In 1999, Mkhwanazi's letter to his "donors" inspired Alexander's cousin, Simon Gamsa, to contribute and they both added another R10 000 to the fund. (Gamsa is a UCT-trained engineer and is now retired in Montreal.)

"Lionel wrote that he was born in Soweto of a single parent family and was the youngest of three children. He thanks his donors for sponsoring him at UCT, stating that without this help he may have been unable to continue his studies."

Last year the Alexanders heard Mhkhwanazi sing in Dallas.

"As opera lovers, he brought tears and goose-bumps," they said.
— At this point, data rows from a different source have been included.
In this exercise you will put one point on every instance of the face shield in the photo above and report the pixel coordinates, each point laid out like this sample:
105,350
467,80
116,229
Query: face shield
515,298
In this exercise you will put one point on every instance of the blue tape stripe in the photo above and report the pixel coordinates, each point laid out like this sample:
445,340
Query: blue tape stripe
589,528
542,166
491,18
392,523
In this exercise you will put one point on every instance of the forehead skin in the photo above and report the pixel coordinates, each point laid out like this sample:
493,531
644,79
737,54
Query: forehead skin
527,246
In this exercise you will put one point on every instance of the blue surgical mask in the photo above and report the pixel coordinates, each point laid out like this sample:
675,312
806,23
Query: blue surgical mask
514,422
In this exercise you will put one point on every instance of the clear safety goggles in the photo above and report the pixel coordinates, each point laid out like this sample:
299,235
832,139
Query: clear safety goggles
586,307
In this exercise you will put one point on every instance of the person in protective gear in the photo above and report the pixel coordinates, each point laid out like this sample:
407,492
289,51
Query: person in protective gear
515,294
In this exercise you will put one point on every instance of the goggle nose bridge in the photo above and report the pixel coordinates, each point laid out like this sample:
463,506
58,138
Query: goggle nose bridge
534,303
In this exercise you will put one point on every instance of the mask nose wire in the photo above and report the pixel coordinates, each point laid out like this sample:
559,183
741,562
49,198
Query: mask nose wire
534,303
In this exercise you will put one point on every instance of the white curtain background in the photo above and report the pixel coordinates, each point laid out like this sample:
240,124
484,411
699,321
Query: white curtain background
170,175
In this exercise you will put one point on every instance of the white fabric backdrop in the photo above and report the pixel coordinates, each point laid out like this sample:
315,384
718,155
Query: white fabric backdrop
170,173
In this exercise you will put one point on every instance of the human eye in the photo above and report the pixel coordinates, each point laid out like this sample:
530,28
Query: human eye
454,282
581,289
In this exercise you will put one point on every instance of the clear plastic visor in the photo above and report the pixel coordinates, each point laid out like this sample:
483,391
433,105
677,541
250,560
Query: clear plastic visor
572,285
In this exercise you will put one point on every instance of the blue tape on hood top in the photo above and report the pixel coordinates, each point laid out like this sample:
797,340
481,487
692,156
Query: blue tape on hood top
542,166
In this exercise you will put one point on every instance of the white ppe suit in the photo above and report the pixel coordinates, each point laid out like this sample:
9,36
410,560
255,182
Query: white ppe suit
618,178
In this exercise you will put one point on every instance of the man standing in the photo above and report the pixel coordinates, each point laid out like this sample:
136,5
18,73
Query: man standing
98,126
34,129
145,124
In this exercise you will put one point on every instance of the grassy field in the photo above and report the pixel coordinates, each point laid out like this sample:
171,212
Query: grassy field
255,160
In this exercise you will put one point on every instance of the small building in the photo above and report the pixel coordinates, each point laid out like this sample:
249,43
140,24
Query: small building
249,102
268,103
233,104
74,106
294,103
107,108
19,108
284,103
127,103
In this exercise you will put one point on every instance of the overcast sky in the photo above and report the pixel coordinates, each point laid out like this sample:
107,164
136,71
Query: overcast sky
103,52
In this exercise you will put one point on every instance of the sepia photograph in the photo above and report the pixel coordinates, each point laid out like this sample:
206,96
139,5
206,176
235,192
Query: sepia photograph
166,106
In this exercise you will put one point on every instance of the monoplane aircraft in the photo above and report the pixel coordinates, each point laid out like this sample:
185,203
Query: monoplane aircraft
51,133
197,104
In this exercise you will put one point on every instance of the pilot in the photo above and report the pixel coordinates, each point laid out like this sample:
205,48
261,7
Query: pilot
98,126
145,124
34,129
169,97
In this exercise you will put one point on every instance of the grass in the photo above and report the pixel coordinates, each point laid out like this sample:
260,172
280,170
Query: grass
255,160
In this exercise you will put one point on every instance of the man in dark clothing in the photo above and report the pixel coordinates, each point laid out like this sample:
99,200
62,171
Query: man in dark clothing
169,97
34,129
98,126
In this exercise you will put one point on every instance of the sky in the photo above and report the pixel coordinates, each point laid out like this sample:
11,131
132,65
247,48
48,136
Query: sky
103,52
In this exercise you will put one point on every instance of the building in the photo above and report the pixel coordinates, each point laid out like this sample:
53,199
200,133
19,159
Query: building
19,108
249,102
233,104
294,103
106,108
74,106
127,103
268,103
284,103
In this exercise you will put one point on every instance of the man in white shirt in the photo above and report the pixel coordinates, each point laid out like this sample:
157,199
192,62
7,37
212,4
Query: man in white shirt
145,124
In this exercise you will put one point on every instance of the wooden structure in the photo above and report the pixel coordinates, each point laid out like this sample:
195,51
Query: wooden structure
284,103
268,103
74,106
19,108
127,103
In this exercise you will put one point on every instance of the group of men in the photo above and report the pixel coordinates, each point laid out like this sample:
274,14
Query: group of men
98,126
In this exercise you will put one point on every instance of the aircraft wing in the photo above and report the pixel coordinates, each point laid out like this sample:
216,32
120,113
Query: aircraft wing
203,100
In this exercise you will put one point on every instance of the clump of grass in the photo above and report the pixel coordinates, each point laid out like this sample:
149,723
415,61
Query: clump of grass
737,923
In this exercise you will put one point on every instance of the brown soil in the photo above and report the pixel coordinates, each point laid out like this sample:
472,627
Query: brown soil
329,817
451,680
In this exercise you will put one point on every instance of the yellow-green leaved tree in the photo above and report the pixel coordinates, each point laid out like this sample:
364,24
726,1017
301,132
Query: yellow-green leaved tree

During their visit to UCT in December, Alexander and his wife, Agi, said two more family members, the sisters of the two cousins, would also contribute to the fund, increasing the capital amount to R50 000. The aim is to double this figure in the next two years, to assist several students simultaneously.

Now retired, Alexander, who is a governor of a college of further education in a deprived area in North London, is keen to dispel the myth that a pot of money is necessary to sponsor a bursary.

"Even the smallest amount can help."

And they are thrilled that the university has chosen students who have gone on to capitalise on their opportunities.

There's a strong echo somewhere of Alexander's favourite credo, borrowed from Louis Pasteur: "Chance favours the prepared mind".

(Simon Alexander's aunt is the renowned Ray Alexander Simons, who was married to Jack Simons.)